Marre de ce tutoiement obligatoire (et de la bise qui va avec)

Bruno Lavillatte est ancien professeur de philosophie, spécialiste de la Renaissance et poète. Il a publié plusieurs articles remarqués dans Médium. Dernier livre paru : Lelouch (Claude), Retenez bien ce nom... Petite histoire d'une incompréhension critique, éd. Ocrée, avril 2019.

Sympa le tutoiement ? Pas sûr. Il s’approprie l’autre sans ménagement (tu es des nôtres !), abolit la durée requise par une relation vraie, dont il efface les nuances. Un comble : en effaçant la distance, il ruine aussi l’intimité, dont il n’est plus le marqueur. Parfait pour les faux amis Facebook, mais pour le reste…

Cet article est à retrouver dans le "Carnet des médiologues", où vous pourrez retrouver Régis Debray et sa bande chaque semaine.

Nous ne sommes ni Romains ni Anglo-saxons ! Le « tu » latin est de mise jusqu’au 2ème siècle, moment où apparaissent certains vouvoiements dans quelques formules de politesse et le you anglais sert au singulier comme au pluriel ; c'est l'usage du prénom qui joue le rôle distinctif entre tu et vous ! Du reste, le prénom a tout autant la cote. Il parachève le tutoiement dès la première prise de contact, comme si on s’était quitté la veille.

Tutoiement obligatoire

La palme en revient à une émission de mi-journée sur RMC. Le tutoiement est obligatoire. Et forcé. Il y a quelques jours un auditeur qui prenait la parole était réticent au tutoiement : ce n’est pas dans mes habitudes ! Il a fini par céder sous la pression de l’animateur ! Et tout sonna faux.
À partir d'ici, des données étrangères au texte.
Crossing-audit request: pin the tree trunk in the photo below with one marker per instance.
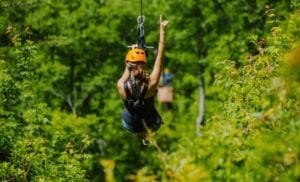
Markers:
(201, 111)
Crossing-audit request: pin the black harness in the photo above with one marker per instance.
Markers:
(135, 98)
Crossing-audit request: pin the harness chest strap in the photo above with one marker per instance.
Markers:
(139, 95)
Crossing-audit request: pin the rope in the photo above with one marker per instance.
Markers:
(141, 7)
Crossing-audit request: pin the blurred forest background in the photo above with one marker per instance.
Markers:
(60, 110)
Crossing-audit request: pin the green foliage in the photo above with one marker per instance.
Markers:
(60, 111)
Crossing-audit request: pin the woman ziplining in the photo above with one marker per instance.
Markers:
(137, 88)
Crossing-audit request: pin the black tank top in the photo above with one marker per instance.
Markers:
(136, 104)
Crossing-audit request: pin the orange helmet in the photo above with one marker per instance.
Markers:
(136, 55)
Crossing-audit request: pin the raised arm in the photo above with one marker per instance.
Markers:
(157, 68)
Alors que dire de cette mode ? D’abord, que le tutoiement est l’appropriation de la conscience de l’autre. Dans sa totalité. Aucune mise à distance, aucun écart entre moi et l’autre. Je te parle donc tu m’appartiens, tu es des nôtres. Cette appropriation est immédiate et elle efface toute temporalité, toute durée vraie, toute inscription dans une histoire personnelle qui fonde le tutoiement, c’est-à-dire le temps.
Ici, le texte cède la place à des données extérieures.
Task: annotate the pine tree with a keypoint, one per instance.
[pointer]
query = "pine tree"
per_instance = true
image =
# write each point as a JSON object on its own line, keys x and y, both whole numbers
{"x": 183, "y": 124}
L’allure générale de ce tutoiement fait démocratique et fait forum ! le débat ne se joue pas sur le fond mais sur l’incise du tu comme marqueur de vérité. Et paradoxe médiologique : cette fausse intimité, ce « fake », se trouve requis comme preuve d’authenticité !

Le vouvoiement est rejeté parce qu’il a l’indécence de la distance, donc de l’erreur possible et de l’insupportable principe d’autorité. Et portant de Gaulle vouvoyait Yvonne ! Entre eux, pas le moindre écart, au propre comme au figuré.
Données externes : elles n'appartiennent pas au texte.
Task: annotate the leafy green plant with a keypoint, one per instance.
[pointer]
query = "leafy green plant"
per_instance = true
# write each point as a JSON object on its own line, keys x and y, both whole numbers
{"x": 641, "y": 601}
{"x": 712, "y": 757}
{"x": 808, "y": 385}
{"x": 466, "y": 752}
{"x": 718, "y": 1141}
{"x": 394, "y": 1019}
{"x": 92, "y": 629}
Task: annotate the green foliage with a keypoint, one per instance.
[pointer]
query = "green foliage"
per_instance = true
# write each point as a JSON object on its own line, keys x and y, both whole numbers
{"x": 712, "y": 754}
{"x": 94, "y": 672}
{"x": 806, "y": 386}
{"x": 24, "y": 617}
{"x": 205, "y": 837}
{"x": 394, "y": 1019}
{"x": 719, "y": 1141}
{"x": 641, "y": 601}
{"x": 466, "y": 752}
Ce tutoiement généralisé compense à l’oreille la pauvreté de notre débat politique et médiatique. Il fait croire que la proximité supposée du tu est proportionnelle à la profondeur de notre réflexion collective. On s’tutoie donc on pense.

Pis encore, il s’est transformé, à notre insu, en vrai marqueur totalitaire de notre pensée unique - je veux dire d’une opinion qui est nécessairement vraie parce que mienne – en une preuve que pour débattre, vaut mieux ne pas se connaître et faire comme si l’on se connaissait. De courte date, et ce sera encore mieux.

On s’tutoie donc on pense

Quant à l’invective qui doit faire le buzz sur les réseaux sociaux, elle est permise grâce au tu qui lui donne ses conditions d’existence. Sa légitimité. Après tout, on peut bien s’insulter puisqu’on est pote ! Pardon, ami !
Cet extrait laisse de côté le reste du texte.